Exceptional British craft - Furniture, Homewares & Gifts

Cameron Short, block printer, west Dorset

Cameron Short creates hand block-printed wallpaper, fabric and limited edition prints from the haven of his abode in rural Dorset – surrounded by ancient woods and Iron Age hill forts, with the sea a stone’s throw away.

Having firmly closed the lid on a previous advertising career in London, Cameron thrives on rural living, drawing inspiration for his imagery from his deep love of the English countryside, bygone rural life and the folklore of trees, plants and animals. Cameron describes this flow of his surroundings into his work as “a rich and magical seam… my designs are more than just arbitrary patterns – I tell stories through them, often depicting the tension in nature between beauty and violence. For instance, in ‘Varx’ we’re confronted by the hypnotic gaze of a dog fox, veiled by Foxgloves. Peer closer and we notice he’s licking his lips as the remnants of his supper float away on the evening air.” 

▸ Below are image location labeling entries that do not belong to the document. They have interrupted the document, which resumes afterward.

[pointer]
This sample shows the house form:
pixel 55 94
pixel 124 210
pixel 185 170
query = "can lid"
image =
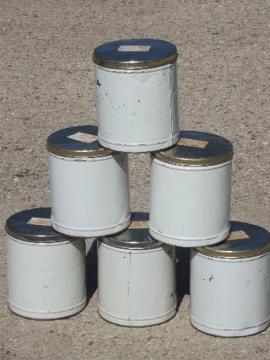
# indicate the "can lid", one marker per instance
pixel 33 225
pixel 132 54
pixel 197 148
pixel 77 141
pixel 136 236
pixel 245 240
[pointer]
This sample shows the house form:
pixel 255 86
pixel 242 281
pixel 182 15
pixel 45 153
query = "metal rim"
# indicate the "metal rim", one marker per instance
pixel 194 162
pixel 159 53
pixel 136 65
pixel 244 241
pixel 113 242
pixel 201 159
pixel 18 227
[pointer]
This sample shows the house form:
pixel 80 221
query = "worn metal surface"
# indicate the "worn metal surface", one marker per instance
pixel 196 148
pixel 137 110
pixel 136 286
pixel 47 83
pixel 45 279
pixel 134 54
pixel 245 240
pixel 189 205
pixel 230 297
pixel 89 196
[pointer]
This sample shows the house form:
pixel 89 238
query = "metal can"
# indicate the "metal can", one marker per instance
pixel 89 184
pixel 136 276
pixel 45 270
pixel 190 191
pixel 230 283
pixel 136 94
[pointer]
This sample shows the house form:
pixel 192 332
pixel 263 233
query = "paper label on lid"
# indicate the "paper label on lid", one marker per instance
pixel 144 224
pixel 83 137
pixel 39 221
pixel 134 48
pixel 238 235
pixel 201 144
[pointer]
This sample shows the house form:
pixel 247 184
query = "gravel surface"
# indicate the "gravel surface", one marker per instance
pixel 47 82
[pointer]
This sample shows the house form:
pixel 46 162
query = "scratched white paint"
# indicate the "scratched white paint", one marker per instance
pixel 137 109
pixel 230 297
pixel 89 196
pixel 136 287
pixel 189 205
pixel 46 280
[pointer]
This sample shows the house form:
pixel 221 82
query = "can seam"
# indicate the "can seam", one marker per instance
pixel 127 220
pixel 188 166
pixel 171 139
pixel 48 312
pixel 173 309
pixel 228 329
pixel 157 248
pixel 38 242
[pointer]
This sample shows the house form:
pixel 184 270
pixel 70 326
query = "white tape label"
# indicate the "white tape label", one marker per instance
pixel 83 137
pixel 40 221
pixel 134 48
pixel 238 235
pixel 201 144
pixel 139 224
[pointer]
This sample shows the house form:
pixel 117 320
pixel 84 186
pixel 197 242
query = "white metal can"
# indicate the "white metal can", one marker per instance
pixel 45 270
pixel 136 277
pixel 136 94
pixel 89 184
pixel 190 191
pixel 230 283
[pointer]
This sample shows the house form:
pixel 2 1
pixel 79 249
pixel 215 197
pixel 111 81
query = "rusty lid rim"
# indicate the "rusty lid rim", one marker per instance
pixel 221 150
pixel 245 241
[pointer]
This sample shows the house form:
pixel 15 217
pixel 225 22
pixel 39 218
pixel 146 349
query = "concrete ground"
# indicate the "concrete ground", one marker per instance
pixel 47 82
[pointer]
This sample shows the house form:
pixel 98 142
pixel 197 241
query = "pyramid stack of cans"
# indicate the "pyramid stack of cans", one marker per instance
pixel 190 186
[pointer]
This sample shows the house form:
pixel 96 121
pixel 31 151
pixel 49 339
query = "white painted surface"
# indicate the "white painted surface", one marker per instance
pixel 230 297
pixel 137 110
pixel 46 280
pixel 136 287
pixel 189 205
pixel 89 196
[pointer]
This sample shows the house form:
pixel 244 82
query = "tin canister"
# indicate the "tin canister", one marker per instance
pixel 89 184
pixel 190 191
pixel 136 277
pixel 230 283
pixel 136 94
pixel 45 270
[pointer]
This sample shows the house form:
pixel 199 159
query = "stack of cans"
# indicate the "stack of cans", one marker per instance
pixel 190 186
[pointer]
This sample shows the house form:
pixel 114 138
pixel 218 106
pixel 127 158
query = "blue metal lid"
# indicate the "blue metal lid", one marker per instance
pixel 135 54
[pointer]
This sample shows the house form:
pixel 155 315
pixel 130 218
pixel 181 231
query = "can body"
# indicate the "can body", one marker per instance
pixel 190 205
pixel 230 297
pixel 137 109
pixel 136 287
pixel 46 280
pixel 89 196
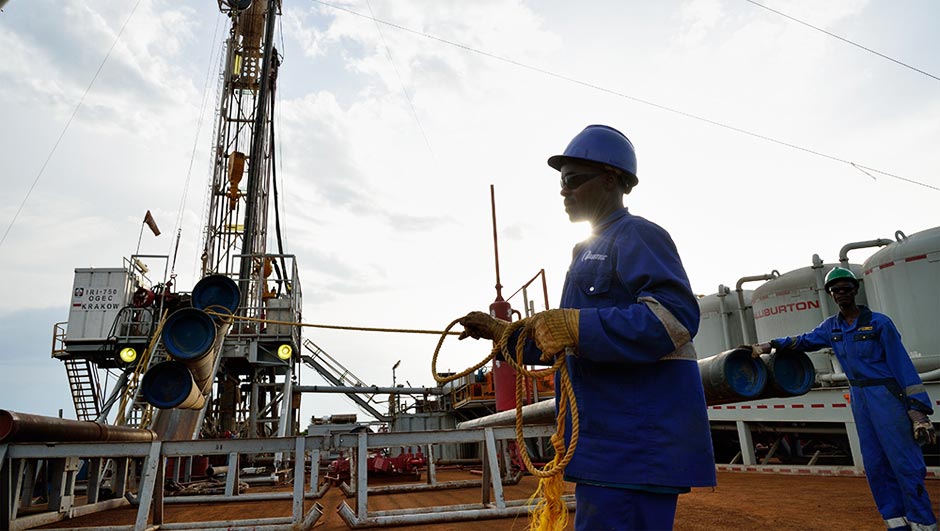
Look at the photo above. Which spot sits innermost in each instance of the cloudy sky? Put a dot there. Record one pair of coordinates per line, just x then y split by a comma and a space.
391, 131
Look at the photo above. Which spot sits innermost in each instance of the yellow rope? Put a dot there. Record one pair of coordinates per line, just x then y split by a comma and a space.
550, 512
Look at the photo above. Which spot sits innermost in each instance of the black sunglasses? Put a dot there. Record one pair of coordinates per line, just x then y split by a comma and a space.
575, 180
841, 289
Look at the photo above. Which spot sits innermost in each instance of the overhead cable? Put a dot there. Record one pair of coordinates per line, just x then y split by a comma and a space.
843, 39
627, 96
67, 124
401, 82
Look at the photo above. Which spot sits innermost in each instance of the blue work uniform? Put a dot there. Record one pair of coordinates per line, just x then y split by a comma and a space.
884, 385
643, 423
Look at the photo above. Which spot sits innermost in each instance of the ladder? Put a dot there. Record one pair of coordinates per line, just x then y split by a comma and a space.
334, 372
83, 382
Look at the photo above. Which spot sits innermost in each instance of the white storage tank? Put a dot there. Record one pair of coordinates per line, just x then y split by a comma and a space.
795, 303
720, 324
903, 282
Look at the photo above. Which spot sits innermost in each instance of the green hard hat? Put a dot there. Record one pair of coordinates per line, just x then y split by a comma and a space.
840, 273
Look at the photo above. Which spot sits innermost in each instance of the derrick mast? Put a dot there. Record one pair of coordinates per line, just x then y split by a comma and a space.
237, 221
259, 359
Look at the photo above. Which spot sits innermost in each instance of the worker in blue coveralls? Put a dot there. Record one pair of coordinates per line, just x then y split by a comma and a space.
889, 402
629, 313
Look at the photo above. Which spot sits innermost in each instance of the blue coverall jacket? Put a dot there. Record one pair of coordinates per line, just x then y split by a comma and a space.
643, 419
884, 385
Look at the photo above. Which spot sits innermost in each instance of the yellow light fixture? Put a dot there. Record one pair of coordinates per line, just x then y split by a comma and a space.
285, 352
128, 355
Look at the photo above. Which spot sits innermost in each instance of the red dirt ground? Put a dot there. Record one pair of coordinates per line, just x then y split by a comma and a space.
741, 501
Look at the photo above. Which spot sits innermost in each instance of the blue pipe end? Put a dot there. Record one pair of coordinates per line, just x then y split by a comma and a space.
188, 334
793, 372
747, 376
166, 385
216, 290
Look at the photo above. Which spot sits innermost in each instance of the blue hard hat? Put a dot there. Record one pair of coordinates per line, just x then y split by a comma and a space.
602, 144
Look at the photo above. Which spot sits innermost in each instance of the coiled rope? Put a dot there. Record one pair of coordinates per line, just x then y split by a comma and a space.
550, 512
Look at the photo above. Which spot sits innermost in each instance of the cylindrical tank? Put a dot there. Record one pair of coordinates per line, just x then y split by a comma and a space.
903, 282
732, 376
791, 304
719, 326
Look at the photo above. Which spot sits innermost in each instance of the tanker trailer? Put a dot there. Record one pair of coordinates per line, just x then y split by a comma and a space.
719, 326
795, 303
903, 282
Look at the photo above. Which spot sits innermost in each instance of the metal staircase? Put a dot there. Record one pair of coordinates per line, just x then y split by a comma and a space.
83, 382
334, 372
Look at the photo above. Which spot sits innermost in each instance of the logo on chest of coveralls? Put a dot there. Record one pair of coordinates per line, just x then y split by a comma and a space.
593, 256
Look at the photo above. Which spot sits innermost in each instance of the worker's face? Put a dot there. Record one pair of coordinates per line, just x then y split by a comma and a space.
843, 292
587, 190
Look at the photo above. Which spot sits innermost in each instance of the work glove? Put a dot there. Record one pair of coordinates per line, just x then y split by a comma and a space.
553, 330
479, 325
754, 350
924, 432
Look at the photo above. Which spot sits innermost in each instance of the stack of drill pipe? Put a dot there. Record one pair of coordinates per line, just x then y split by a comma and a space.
193, 339
730, 376
23, 427
790, 372
733, 376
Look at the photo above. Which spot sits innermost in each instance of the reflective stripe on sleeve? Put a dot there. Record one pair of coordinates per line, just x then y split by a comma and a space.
679, 334
685, 352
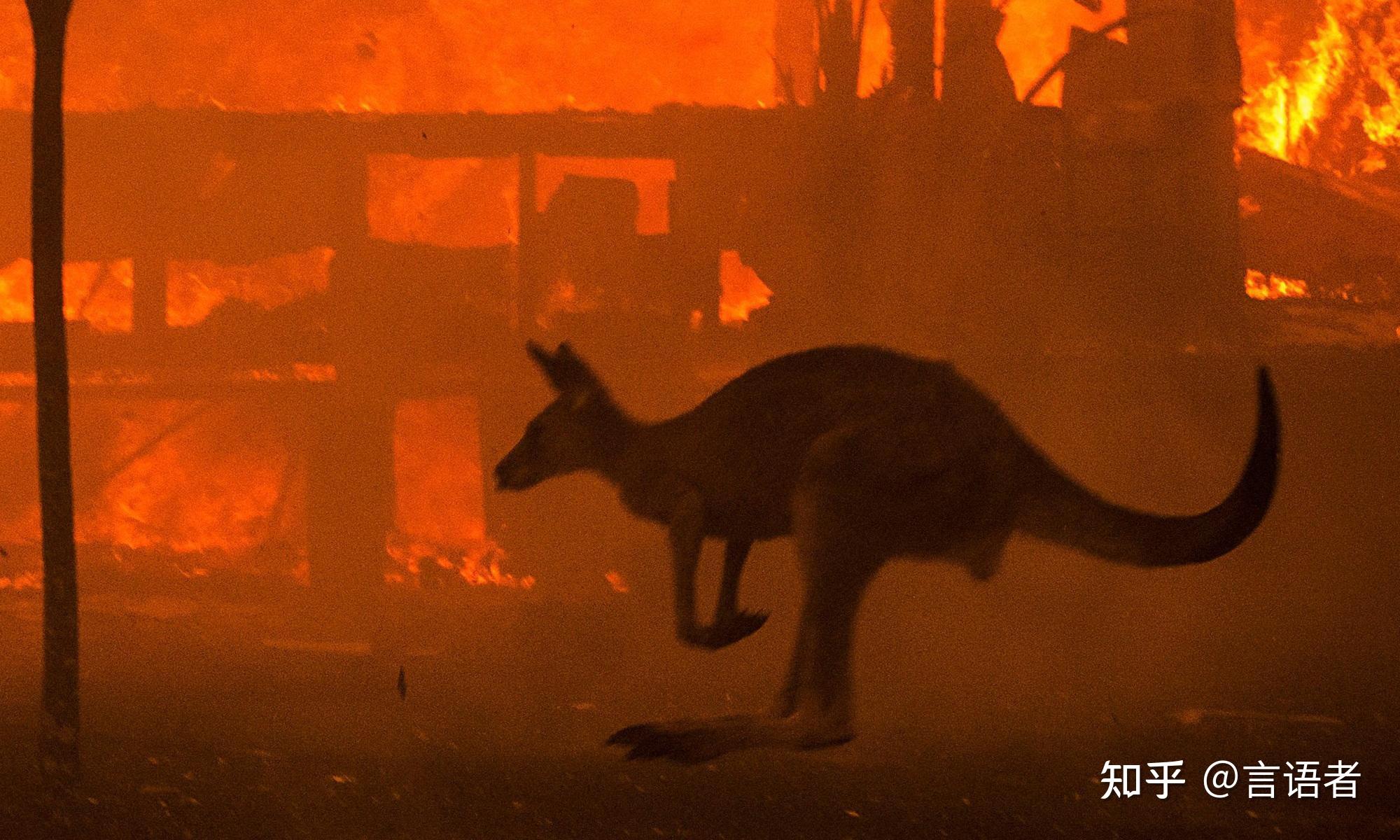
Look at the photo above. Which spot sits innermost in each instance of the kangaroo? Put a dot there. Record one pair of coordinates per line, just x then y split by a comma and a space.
860, 456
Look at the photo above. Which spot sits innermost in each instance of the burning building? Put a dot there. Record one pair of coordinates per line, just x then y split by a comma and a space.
307, 243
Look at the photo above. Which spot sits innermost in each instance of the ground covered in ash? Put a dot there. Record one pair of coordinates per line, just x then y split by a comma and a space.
239, 722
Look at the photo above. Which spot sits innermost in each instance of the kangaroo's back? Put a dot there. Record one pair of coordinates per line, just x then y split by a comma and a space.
746, 446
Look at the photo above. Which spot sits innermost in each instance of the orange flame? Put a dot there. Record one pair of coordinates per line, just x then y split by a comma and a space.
1336, 107
1266, 288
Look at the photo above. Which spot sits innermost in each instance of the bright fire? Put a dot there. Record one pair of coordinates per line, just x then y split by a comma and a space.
1266, 288
741, 290
1336, 104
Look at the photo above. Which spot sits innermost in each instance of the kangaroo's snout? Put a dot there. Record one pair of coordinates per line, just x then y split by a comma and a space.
517, 474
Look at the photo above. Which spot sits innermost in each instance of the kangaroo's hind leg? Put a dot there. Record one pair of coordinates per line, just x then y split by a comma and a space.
839, 561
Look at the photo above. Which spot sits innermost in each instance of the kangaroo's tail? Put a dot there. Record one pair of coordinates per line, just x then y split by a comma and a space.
1062, 510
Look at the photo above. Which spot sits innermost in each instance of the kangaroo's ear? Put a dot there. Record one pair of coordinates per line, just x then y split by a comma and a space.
572, 373
547, 363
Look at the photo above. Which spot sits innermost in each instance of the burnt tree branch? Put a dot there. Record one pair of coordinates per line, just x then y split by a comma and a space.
59, 726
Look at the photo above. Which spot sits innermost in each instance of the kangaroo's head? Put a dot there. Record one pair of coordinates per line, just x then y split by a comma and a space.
583, 429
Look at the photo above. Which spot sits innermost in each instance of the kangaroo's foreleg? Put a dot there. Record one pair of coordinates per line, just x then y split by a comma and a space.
732, 624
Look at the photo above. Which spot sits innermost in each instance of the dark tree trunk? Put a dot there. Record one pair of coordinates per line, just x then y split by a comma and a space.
59, 734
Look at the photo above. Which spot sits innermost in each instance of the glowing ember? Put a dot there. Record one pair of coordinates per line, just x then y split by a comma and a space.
440, 519
1037, 34
1336, 106
446, 202
1265, 288
198, 288
96, 293
741, 290
617, 582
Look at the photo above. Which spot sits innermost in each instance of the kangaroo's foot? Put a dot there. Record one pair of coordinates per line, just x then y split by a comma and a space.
726, 629
695, 741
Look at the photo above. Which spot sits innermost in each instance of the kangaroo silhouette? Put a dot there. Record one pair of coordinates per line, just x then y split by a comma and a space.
859, 454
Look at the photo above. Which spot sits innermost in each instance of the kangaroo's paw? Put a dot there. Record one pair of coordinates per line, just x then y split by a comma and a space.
726, 631
695, 741
692, 741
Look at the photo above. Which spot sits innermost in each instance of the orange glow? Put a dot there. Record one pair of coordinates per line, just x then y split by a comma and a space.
198, 288
96, 293
404, 57
617, 582
1266, 288
447, 202
30, 580
1335, 106
741, 290
652, 176
440, 503
1037, 34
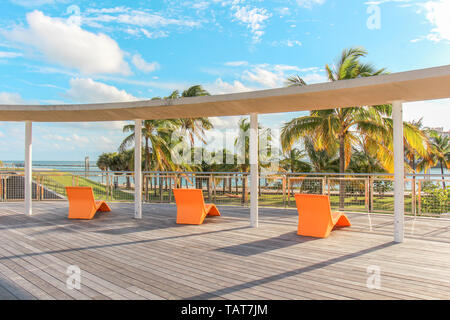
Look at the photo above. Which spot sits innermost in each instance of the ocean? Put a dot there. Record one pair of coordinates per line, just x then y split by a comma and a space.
74, 166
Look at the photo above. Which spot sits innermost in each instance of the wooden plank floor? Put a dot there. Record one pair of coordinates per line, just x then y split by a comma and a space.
123, 258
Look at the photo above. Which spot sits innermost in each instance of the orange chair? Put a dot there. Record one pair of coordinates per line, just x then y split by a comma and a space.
191, 208
315, 218
82, 204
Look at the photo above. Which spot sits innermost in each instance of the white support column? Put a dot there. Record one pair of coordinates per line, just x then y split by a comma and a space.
138, 169
28, 182
254, 172
399, 172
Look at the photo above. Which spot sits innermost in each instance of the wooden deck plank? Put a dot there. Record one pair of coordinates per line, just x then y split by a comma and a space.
154, 258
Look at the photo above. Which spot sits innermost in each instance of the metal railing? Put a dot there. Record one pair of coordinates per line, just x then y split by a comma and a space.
426, 195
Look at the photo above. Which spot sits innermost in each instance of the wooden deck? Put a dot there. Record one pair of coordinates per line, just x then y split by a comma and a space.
123, 258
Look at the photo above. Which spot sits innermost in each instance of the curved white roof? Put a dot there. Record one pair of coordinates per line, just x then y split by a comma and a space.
417, 85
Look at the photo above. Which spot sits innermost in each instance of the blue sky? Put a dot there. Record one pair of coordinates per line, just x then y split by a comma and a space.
62, 51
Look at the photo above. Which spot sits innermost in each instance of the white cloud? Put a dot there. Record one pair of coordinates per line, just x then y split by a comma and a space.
253, 18
309, 3
434, 113
37, 3
70, 46
236, 63
10, 98
90, 91
154, 34
7, 54
438, 14
143, 65
287, 43
136, 18
223, 87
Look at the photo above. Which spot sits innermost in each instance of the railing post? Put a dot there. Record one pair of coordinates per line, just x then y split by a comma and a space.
254, 170
138, 169
28, 178
419, 196
399, 173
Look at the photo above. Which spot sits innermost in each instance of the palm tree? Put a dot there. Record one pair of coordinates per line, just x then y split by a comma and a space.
294, 162
156, 134
193, 127
340, 128
320, 160
439, 155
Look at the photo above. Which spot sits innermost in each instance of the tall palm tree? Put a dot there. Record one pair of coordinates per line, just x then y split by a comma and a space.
320, 160
340, 128
156, 135
294, 161
193, 127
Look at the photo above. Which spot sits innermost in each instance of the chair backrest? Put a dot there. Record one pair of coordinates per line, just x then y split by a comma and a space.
80, 194
313, 208
192, 198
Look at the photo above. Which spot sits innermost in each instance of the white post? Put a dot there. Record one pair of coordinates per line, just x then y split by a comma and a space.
399, 173
138, 169
28, 182
254, 174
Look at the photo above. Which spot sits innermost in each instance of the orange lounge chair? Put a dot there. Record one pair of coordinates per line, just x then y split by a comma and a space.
191, 208
315, 218
82, 204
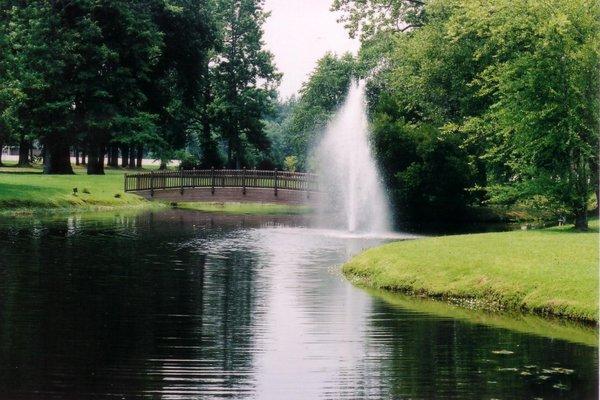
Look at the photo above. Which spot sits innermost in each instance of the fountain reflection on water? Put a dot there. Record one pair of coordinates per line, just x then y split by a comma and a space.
348, 172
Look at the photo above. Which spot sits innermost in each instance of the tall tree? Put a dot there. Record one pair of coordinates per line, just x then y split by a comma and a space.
245, 78
369, 18
544, 80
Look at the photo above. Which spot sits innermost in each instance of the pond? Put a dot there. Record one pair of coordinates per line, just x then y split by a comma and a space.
185, 305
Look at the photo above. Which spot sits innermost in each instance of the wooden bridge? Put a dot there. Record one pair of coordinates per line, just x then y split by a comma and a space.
225, 185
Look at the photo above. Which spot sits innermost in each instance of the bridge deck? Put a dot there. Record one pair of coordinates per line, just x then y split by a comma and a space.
225, 185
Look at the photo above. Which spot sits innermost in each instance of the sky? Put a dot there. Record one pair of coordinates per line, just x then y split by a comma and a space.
298, 33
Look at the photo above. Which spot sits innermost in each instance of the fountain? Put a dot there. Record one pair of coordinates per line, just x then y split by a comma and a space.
355, 195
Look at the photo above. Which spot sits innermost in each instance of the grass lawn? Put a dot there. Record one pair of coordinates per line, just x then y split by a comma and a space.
27, 189
548, 272
245, 208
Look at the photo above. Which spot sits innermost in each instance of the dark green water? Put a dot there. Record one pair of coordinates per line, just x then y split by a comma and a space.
181, 305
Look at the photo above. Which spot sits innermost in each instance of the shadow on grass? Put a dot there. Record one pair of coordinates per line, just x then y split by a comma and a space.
18, 195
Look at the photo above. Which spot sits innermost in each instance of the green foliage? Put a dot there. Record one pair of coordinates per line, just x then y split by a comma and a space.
290, 163
368, 18
187, 160
430, 179
512, 86
244, 80
320, 97
139, 76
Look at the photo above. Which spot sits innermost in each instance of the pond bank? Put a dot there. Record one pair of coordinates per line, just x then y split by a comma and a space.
552, 272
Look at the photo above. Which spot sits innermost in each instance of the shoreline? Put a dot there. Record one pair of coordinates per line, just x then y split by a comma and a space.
529, 272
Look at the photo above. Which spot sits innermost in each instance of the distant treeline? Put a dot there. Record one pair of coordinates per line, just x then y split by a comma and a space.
186, 79
471, 102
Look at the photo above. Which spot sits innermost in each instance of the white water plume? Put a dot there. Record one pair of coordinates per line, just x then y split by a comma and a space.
348, 174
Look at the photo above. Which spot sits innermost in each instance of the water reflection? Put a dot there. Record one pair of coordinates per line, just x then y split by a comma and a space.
182, 305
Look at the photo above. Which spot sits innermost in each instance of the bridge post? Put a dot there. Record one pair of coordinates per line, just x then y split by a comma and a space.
244, 181
212, 179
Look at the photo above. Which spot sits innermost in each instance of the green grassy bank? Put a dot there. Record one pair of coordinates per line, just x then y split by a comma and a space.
24, 190
27, 190
547, 272
245, 208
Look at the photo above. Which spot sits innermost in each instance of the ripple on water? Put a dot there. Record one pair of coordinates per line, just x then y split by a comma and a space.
179, 305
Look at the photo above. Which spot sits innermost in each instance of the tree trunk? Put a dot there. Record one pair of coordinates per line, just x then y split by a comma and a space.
95, 165
57, 159
581, 222
140, 156
124, 156
24, 160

All of Cameron’s work is produced on his trusty 1904 proofing press, and everything is done by hand and eye – computers are notably absent from the process. He is also the proud owner of a 1890 John Farris shepherd’s hut in its original condition, where he can often be found whittling his printing blocks!

Cameron truly represents a ‘new movement’ of makers who reject the distractions of modern life, rooted as his practice is in sustainability and a connection to the land. He counts his previous mentor and acclaimed wallpaper maker Marthe Armitage as key to having shaped and honed his skills, and The New Craftsmen is looking forward to welcoming both into our Mayfair space to present the significance and durability of these crafts and the process of passing down knowledge from master to maker.